Yesterday, I stayed up very late, and when I finally stumbled into bed I couldn't get to sleep, despite being exhausted. So I looked to the bookshelf on my right and there was a big, heavy, boring-looking book--Consciousness Explained by Daniel C. Dennett. I am reasonably sure I picked it up only to have it sit impressively on my bookshelf, perhaps half-convincing myself I would read it someday--after which I could, of course, correctly claim that I had in fact read that book, and talk about it with whatever level of pretension I chose.

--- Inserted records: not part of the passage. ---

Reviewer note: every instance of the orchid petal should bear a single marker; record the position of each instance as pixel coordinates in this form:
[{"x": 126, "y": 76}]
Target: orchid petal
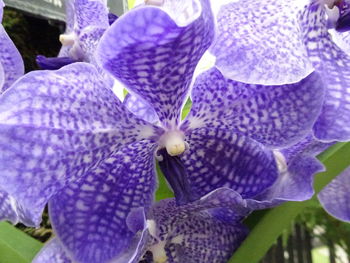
[
  {"x": 259, "y": 42},
  {"x": 297, "y": 167},
  {"x": 155, "y": 56},
  {"x": 52, "y": 252},
  {"x": 218, "y": 158},
  {"x": 2, "y": 4},
  {"x": 55, "y": 126},
  {"x": 333, "y": 64},
  {"x": 140, "y": 108},
  {"x": 273, "y": 115},
  {"x": 98, "y": 218},
  {"x": 91, "y": 13},
  {"x": 7, "y": 207},
  {"x": 335, "y": 196},
  {"x": 10, "y": 60}
]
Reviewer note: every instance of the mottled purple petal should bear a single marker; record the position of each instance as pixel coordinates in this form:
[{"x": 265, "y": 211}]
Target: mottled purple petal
[
  {"x": 52, "y": 252},
  {"x": 140, "y": 108},
  {"x": 273, "y": 115},
  {"x": 2, "y": 4},
  {"x": 218, "y": 158},
  {"x": 196, "y": 236},
  {"x": 297, "y": 167},
  {"x": 55, "y": 126},
  {"x": 259, "y": 42},
  {"x": 335, "y": 197},
  {"x": 53, "y": 63},
  {"x": 334, "y": 67},
  {"x": 7, "y": 207},
  {"x": 99, "y": 217},
  {"x": 10, "y": 60},
  {"x": 91, "y": 13},
  {"x": 155, "y": 56},
  {"x": 342, "y": 40}
]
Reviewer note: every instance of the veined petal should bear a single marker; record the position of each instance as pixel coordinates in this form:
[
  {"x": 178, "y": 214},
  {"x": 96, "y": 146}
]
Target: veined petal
[
  {"x": 260, "y": 42},
  {"x": 140, "y": 108},
  {"x": 70, "y": 15},
  {"x": 91, "y": 13},
  {"x": 333, "y": 64},
  {"x": 154, "y": 52},
  {"x": 98, "y": 218},
  {"x": 52, "y": 252},
  {"x": 335, "y": 196},
  {"x": 273, "y": 115},
  {"x": 54, "y": 127},
  {"x": 219, "y": 158},
  {"x": 1, "y": 9},
  {"x": 10, "y": 60},
  {"x": 297, "y": 167},
  {"x": 8, "y": 209},
  {"x": 192, "y": 236}
]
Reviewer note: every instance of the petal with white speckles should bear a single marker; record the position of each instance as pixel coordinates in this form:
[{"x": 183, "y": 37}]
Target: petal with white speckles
[
  {"x": 297, "y": 167},
  {"x": 219, "y": 158},
  {"x": 335, "y": 196},
  {"x": 334, "y": 67},
  {"x": 193, "y": 235},
  {"x": 273, "y": 115},
  {"x": 52, "y": 252},
  {"x": 12, "y": 66},
  {"x": 140, "y": 108},
  {"x": 155, "y": 57},
  {"x": 99, "y": 217},
  {"x": 55, "y": 126},
  {"x": 259, "y": 42}
]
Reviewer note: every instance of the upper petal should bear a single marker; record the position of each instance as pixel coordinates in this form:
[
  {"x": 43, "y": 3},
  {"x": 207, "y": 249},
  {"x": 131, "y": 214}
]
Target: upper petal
[
  {"x": 101, "y": 217},
  {"x": 335, "y": 196},
  {"x": 260, "y": 42},
  {"x": 333, "y": 64},
  {"x": 90, "y": 13},
  {"x": 154, "y": 52},
  {"x": 10, "y": 60},
  {"x": 273, "y": 115},
  {"x": 219, "y": 158},
  {"x": 55, "y": 126}
]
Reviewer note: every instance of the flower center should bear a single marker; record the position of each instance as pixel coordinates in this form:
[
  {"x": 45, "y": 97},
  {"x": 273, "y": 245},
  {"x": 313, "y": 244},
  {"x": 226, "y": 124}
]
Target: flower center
[
  {"x": 173, "y": 142},
  {"x": 67, "y": 39},
  {"x": 176, "y": 174},
  {"x": 154, "y": 2}
]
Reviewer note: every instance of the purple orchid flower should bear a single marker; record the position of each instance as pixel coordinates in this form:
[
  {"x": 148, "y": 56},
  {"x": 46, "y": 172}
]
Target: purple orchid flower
[
  {"x": 65, "y": 138},
  {"x": 11, "y": 68},
  {"x": 11, "y": 63},
  {"x": 196, "y": 232},
  {"x": 282, "y": 41},
  {"x": 86, "y": 21}
]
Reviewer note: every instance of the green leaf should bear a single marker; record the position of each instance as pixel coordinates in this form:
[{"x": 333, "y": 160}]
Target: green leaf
[
  {"x": 16, "y": 246},
  {"x": 274, "y": 222}
]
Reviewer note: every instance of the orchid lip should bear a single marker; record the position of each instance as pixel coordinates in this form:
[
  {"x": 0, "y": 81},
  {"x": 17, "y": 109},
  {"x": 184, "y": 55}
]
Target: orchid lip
[{"x": 173, "y": 142}]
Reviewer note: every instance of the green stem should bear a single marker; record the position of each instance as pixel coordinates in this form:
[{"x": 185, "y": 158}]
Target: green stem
[{"x": 277, "y": 220}]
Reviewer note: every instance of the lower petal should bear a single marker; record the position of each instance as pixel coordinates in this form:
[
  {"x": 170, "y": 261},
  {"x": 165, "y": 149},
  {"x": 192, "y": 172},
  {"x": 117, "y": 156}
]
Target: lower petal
[
  {"x": 52, "y": 252},
  {"x": 99, "y": 218},
  {"x": 218, "y": 158}
]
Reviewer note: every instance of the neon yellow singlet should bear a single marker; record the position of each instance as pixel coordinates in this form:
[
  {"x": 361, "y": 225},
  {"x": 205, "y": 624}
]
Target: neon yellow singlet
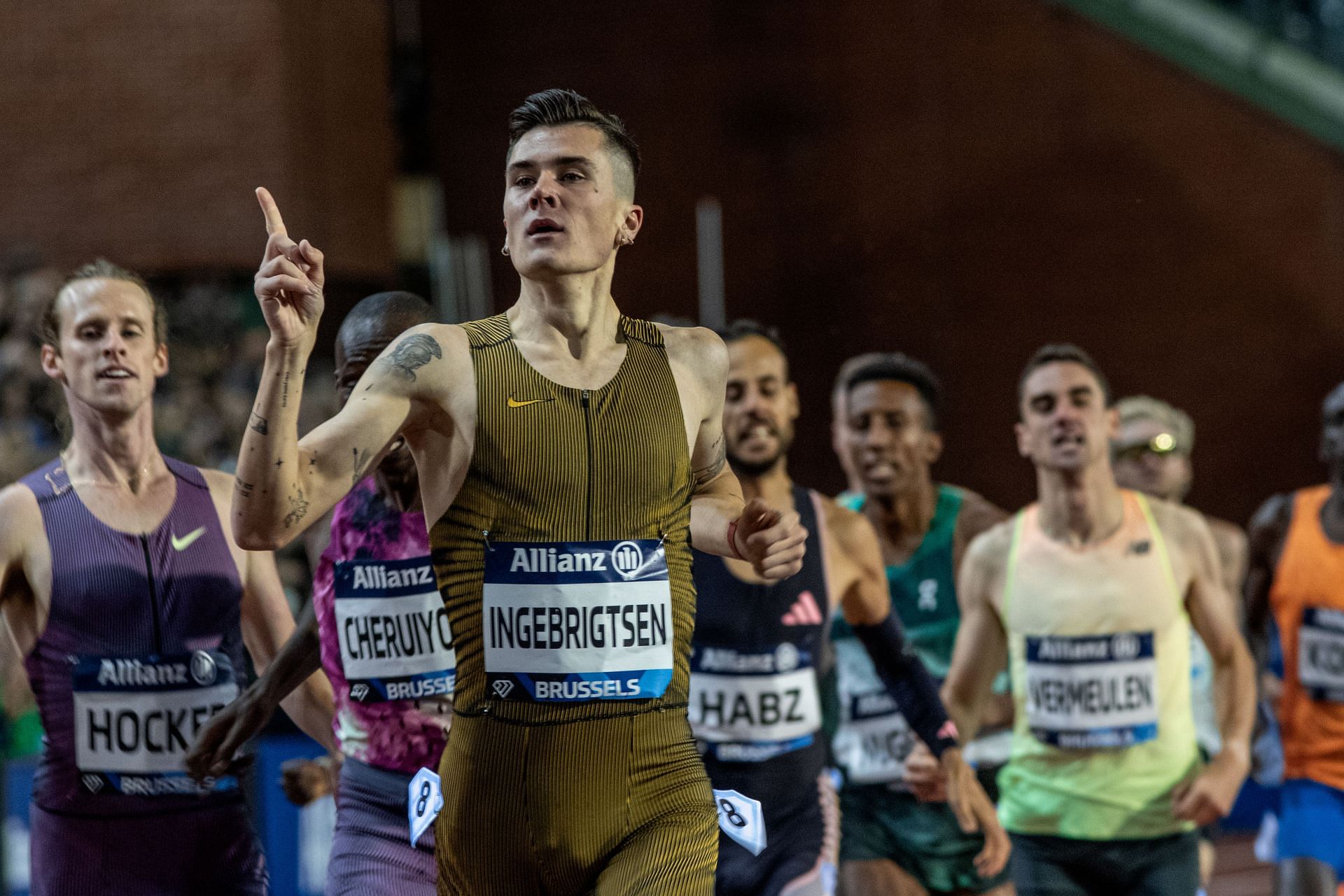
[{"x": 1098, "y": 645}]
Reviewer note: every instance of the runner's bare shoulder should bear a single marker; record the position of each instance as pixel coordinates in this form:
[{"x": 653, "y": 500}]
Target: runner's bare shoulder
[
  {"x": 694, "y": 347},
  {"x": 20, "y": 519},
  {"x": 981, "y": 575}
]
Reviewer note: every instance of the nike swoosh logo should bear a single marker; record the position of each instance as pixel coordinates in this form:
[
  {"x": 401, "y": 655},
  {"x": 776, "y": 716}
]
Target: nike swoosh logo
[{"x": 187, "y": 540}]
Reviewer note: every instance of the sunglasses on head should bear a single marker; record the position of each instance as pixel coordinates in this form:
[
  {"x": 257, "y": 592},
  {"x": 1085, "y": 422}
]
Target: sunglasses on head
[{"x": 1160, "y": 445}]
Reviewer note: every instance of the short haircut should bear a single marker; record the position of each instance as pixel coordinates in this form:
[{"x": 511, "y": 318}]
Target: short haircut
[
  {"x": 898, "y": 368},
  {"x": 745, "y": 327},
  {"x": 400, "y": 308},
  {"x": 1062, "y": 354},
  {"x": 556, "y": 106},
  {"x": 1144, "y": 407},
  {"x": 49, "y": 326}
]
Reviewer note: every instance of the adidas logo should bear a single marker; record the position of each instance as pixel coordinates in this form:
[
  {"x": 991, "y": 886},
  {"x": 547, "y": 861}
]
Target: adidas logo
[{"x": 803, "y": 613}]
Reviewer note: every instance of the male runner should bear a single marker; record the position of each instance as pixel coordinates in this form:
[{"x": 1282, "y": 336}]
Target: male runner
[
  {"x": 890, "y": 437},
  {"x": 1151, "y": 453},
  {"x": 761, "y": 662},
  {"x": 132, "y": 605},
  {"x": 1297, "y": 582},
  {"x": 839, "y": 414},
  {"x": 566, "y": 456},
  {"x": 381, "y": 633},
  {"x": 1092, "y": 594}
]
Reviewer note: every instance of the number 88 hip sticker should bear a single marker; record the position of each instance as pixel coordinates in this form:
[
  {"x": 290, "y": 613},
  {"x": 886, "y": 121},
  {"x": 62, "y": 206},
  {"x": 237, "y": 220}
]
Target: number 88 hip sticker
[
  {"x": 741, "y": 818},
  {"x": 424, "y": 801}
]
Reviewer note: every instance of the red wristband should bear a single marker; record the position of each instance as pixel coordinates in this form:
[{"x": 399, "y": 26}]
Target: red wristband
[{"x": 733, "y": 540}]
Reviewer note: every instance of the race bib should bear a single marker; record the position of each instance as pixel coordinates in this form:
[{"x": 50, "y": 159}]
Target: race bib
[
  {"x": 137, "y": 718},
  {"x": 1092, "y": 691},
  {"x": 577, "y": 621},
  {"x": 742, "y": 820},
  {"x": 873, "y": 738},
  {"x": 424, "y": 801},
  {"x": 874, "y": 741},
  {"x": 1320, "y": 653},
  {"x": 752, "y": 707},
  {"x": 391, "y": 625}
]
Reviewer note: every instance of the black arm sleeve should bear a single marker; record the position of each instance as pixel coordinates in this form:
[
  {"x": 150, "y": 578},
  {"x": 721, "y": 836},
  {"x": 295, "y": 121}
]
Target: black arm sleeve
[{"x": 910, "y": 682}]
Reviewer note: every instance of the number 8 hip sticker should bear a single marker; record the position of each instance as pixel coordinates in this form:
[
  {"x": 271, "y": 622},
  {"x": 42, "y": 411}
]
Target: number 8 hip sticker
[
  {"x": 742, "y": 820},
  {"x": 424, "y": 799}
]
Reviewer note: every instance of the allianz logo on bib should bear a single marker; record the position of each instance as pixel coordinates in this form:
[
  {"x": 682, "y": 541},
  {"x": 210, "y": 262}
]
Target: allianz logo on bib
[
  {"x": 1120, "y": 648},
  {"x": 626, "y": 559},
  {"x": 379, "y": 577},
  {"x": 785, "y": 657},
  {"x": 134, "y": 673}
]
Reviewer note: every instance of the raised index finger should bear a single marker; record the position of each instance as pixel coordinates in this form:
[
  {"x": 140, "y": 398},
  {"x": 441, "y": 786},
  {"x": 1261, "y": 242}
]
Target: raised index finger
[{"x": 274, "y": 223}]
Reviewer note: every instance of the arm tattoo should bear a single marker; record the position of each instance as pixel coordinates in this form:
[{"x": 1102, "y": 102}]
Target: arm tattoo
[
  {"x": 298, "y": 508},
  {"x": 714, "y": 468},
  {"x": 412, "y": 354},
  {"x": 360, "y": 460}
]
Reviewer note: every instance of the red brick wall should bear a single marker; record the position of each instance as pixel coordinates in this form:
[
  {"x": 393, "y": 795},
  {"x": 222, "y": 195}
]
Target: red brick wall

Speaking of pretension, what a title. Right off that bat, I'm thinking, 'well here's someone with an ego'. Look, I can explain consciousness! No matter that nobody else can! The supposedly legitimizing testimony from The New York Times, quietly set across the top of the front cover--"One of the Ten Best Books of the Year"--did very little to assuage my doubts. However, I was and am confident that this book will be very interesting, if boldly erroneous. Daniel C. Dennett also coauthored The Mind's I with Douglas Hofstadter, author of my favorite non-fiction book of all time, Godel, Escher, Bach (which, come to think of it, also believes it understands consciousness and can correctly explain it to the unprepared layman).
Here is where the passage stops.